Note that the most important thing is that income should generally be less than expenditure on the 'bung' and on the 'transfer fee'. A'transfer fee' is a way of moving a van Zweidelbonk from one club to another,necessitating a change of shirt and forcing spectators who like players called van Zweidelbonk to buy yet another shirt. The shirts are very useful however and are often worn in places like Spain where they are used to ward off evil spirits like sobriety. The shirts conveniently bulge in the middle for comfort.
5 THE MEDIA
The media is made up of former players of the game,being the relatively small number who know some English words and are not called van Zweidelbonk,and also jolly fat men who would have liked to have played the game but have managed to pick up the rudimentary language used. For this, they receive large amounts of money although this money generally obeys normal arithmetic rules.
6 THE SPECTATORS
They are there to pay for all this.They are curiously optimistic and have no short-term memory,enabling them to chant songs of love and adulation containing words beginning with F and remembering triumphs so far in the past that they have dimmed into mythology.
7 USEFUL PHRASES
++ F**K - All purpose word used as adjective,noun,gerund,adverb and occasionally verb.
++ GIVE IT TO 'EM - Remove the opponent's legs from the knees downwards in the fond hope that one's own team might be able to capitalise on the advantage. In the case of England(see below),this would have to occur to the entire opposition team to provide sufficient hope. Nailing the opposition goalkeeper to his post would also be beneficial. Some spectators carry hammers to assist in this enterprise.
++ REF - Usually followed by a perjorative implying the referee is at the very least disabled.

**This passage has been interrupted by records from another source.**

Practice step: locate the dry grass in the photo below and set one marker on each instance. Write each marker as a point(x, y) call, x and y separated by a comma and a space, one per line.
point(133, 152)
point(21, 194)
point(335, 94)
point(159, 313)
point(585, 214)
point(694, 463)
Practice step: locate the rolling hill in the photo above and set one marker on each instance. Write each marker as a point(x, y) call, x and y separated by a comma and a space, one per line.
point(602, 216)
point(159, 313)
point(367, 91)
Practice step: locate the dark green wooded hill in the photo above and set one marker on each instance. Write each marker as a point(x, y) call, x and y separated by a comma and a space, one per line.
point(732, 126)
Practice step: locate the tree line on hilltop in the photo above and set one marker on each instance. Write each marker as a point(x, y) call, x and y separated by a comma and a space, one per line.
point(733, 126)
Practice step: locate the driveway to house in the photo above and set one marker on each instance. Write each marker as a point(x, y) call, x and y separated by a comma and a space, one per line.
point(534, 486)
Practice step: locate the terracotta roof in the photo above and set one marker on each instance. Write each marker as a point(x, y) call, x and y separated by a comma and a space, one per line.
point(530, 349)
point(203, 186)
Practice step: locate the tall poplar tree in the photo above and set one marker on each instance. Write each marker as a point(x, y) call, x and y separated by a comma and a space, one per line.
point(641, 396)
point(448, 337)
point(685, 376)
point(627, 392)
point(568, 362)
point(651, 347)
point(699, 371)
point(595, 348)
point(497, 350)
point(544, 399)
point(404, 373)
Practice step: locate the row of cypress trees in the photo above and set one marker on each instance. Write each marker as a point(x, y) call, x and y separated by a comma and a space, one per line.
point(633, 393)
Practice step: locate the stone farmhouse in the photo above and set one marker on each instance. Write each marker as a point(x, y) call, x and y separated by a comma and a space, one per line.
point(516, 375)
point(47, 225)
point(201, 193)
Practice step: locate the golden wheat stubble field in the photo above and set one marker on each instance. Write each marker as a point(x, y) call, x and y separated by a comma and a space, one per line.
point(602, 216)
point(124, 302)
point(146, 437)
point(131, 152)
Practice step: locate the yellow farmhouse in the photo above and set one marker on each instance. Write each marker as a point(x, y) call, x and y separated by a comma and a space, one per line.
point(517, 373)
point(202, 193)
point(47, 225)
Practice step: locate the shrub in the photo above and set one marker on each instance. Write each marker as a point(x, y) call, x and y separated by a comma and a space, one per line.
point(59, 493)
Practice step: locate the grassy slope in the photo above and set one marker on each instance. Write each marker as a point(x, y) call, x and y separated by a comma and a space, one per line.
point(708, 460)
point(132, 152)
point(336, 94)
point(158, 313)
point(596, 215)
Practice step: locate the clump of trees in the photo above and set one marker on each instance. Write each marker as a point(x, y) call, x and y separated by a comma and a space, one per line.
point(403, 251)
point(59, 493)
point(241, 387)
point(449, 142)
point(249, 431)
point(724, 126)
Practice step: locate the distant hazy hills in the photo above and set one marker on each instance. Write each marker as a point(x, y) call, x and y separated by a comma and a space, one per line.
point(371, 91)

++ HE'S GOING TO GET HIS F**KING HEAD KICKED IN - A song of love and adulation starting on the tonic and moving snappily to the 6th and finishing on a resounding flattened seventh. Sung on the frequent occasions when the action on the pitch is even less appealing than usual.

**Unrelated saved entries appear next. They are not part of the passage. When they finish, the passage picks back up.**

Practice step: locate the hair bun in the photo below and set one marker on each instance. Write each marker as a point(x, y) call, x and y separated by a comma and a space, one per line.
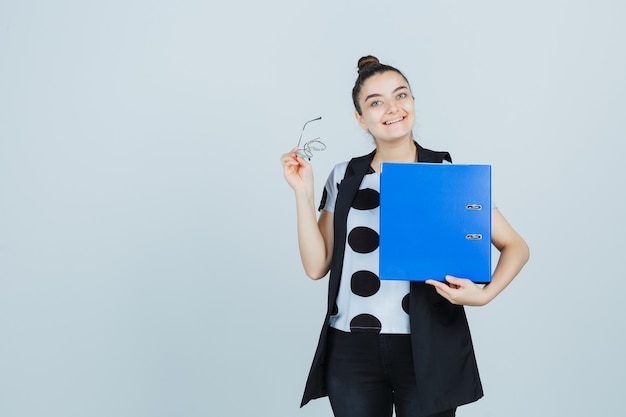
point(367, 61)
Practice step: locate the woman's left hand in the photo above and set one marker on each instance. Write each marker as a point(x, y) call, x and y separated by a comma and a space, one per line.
point(460, 291)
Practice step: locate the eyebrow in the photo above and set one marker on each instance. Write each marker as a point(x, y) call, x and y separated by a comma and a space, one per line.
point(380, 95)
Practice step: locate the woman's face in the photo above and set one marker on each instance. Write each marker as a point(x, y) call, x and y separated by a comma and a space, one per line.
point(387, 107)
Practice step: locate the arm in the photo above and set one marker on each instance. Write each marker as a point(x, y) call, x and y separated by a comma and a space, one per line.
point(514, 254)
point(315, 237)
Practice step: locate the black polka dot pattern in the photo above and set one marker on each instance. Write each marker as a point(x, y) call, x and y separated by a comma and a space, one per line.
point(366, 199)
point(364, 303)
point(405, 304)
point(365, 323)
point(363, 239)
point(364, 283)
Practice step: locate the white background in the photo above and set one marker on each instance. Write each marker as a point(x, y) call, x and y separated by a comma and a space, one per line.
point(148, 258)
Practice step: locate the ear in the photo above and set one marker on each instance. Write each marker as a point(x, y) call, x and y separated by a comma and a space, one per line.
point(359, 119)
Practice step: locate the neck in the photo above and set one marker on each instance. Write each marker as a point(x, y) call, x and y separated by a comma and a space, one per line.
point(401, 151)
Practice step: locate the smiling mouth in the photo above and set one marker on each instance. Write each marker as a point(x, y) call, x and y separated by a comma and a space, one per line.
point(390, 122)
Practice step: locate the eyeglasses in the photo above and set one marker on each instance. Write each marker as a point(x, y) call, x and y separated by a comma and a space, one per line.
point(306, 151)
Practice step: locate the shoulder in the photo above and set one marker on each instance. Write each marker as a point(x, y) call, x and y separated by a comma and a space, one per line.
point(339, 170)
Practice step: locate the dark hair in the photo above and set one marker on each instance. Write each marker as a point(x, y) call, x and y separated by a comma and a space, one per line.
point(367, 66)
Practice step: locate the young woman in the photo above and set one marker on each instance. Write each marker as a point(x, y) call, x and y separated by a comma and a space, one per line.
point(386, 344)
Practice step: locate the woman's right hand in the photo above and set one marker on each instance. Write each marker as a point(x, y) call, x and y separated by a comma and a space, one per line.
point(297, 171)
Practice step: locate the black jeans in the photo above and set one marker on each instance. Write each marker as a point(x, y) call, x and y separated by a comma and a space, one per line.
point(368, 374)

++ WE WAS ROBBED - First person plural form of 'I was robbed'. It means that the opposing side has won by virtue of being better.
8 INTERNATIONAL FOOTBALL
The game is also played between countries. England has a team made up of those few players in English football not called van Zweidelbonk and as a result usually could not defeat a girl's netball team although they often have better haircuts and jewellery. The England team has a manager appointed who must not be English in case he claims to have been abducted by aliens or something equally embarrassing. The manager has little effect on the team however and must enjoy occasionally sitting in cold places comforted only by the several million pounds a year compensation they receive.
The manager is appointed by an organisation called the FA which is derived from the expression "to know FA". The author of this short pithy introduction to the 'beautiful' game,as it is known by people who do not know the meaning of the word "beautiful",has applied for this job on several occasions on the grounds that he could not possibly f**k it up(see above) any more than the existing incumbent. Moreover,he is prepared to do it for half the money so everybody wins. By way of recommendation,the author is willing of course to spend some time picking up the rudimentary vocabulary and boundless optimism necessary, as well as forgetting everything he ever knew about mathematics in order to be able to function on the financial side of the game as well.
Members of the FA have to be able to ignore any of the more unpleasant aspects of the game whilst continually attempting to remind everybody that it is still 1966,a year when the England team unaccountably won something called the "World Cup". Hollywood have now made a film of this phenomenon called "Groundhog Day". England have never been in the remotest danger of repeating this as every time they manage to beat teams of welfare workers from Guernsey to qualify for the "World Cup",they keep meeting a team called Germany who,for some reason which the people who wear football shirts on holiday in Spain cannot understand,are always better than England.